Tech Today with Ken May
How did Amazon take down the internet?
On Tuesday, February 28th, an Amazon cloud server, specifically an AWS cluster of servers in the US-EAST-1 region, stopped responding. Sites and web apps like Mashable, Trello, Giphy, Quora, Netflix, Spotify, Slack, Pinterest and Buzzfeed, as well as tens of thousands of smaller sites all were suddenly down or slowed to a crawl. To the average person, all we saw was that a ton of sites and apps in common usage were not working. How does this happen?
It was so bad that Amazon wasn’t able to update its own service health dashboard for the first two hours of the outage because the dashboard itself was hosted on AWS.
“This is a pretty big outage,” said Dave Bartoletti, a cloud analyst with Forrester. “AWS had not had a lot of outages and when they happen, they’re famous. People still talk about the one in September of 2015 that lasted five hours,” he said.
The reason this affected so many sites is because Amazon’s AWS platform hosts virtual servers used by all of these businesses. Amazon’s S3 cloud storage systems were also affected. SO, even a site not running on an AWS server might have issues if it’s data was on S3. For example, a business might store its videos, images or databases on an S3 server and access it via the Internet.
As it turns out, it was all due to human error. A simple typo. As Amazon explains it, some of its S3 servers were operating rather sluggish, so a tech tried fixing it by taking a few billing servers offline. A fix straight from the company’s playbook, it says. “Unfortunately, one of the inputs to the command was entered incorrectly and a larger set of servers was removed than intended.” Whoops.
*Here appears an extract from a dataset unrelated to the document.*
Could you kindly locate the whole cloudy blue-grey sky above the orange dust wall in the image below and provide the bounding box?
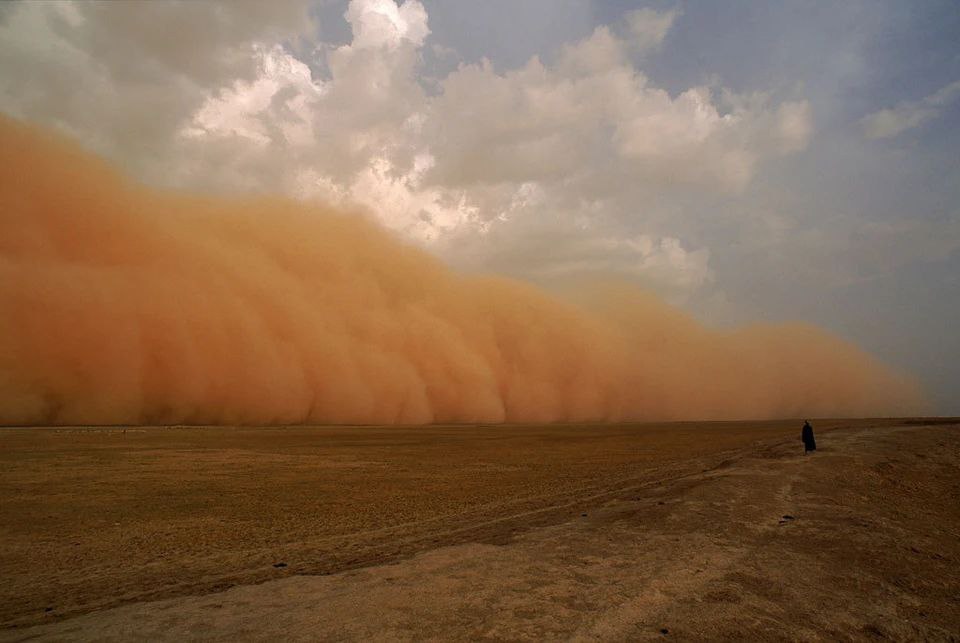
[0,0,960,414]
As for why the problem took so long to correct, Amazon says that some of its server systems haven’t been restarted in “many years.” Given how much the S3 system has expanded, “the process of restarting these services and running the necessary safety checks to validate the integrity of the metadata took longer than expected.”
Cyence, an economic modeling platform, shared some data that show the ramifications:
-Losses of $150 million for S&P 500 companies
-Losses of $160 million for U.S. financial services companies using the infrastructure
Apica Inc., a website-monitoring company, said 54 of the internet’s top 100 retailers saw website performance slow by 20% or more.
Ouch!
Amazon apologized for the issue and said that it has put schemes in place to avoid the same problems caused by human error in the future. Let’s have this stand as a reminder to have adequate failover systems in place! Never put all your eggs in one basket.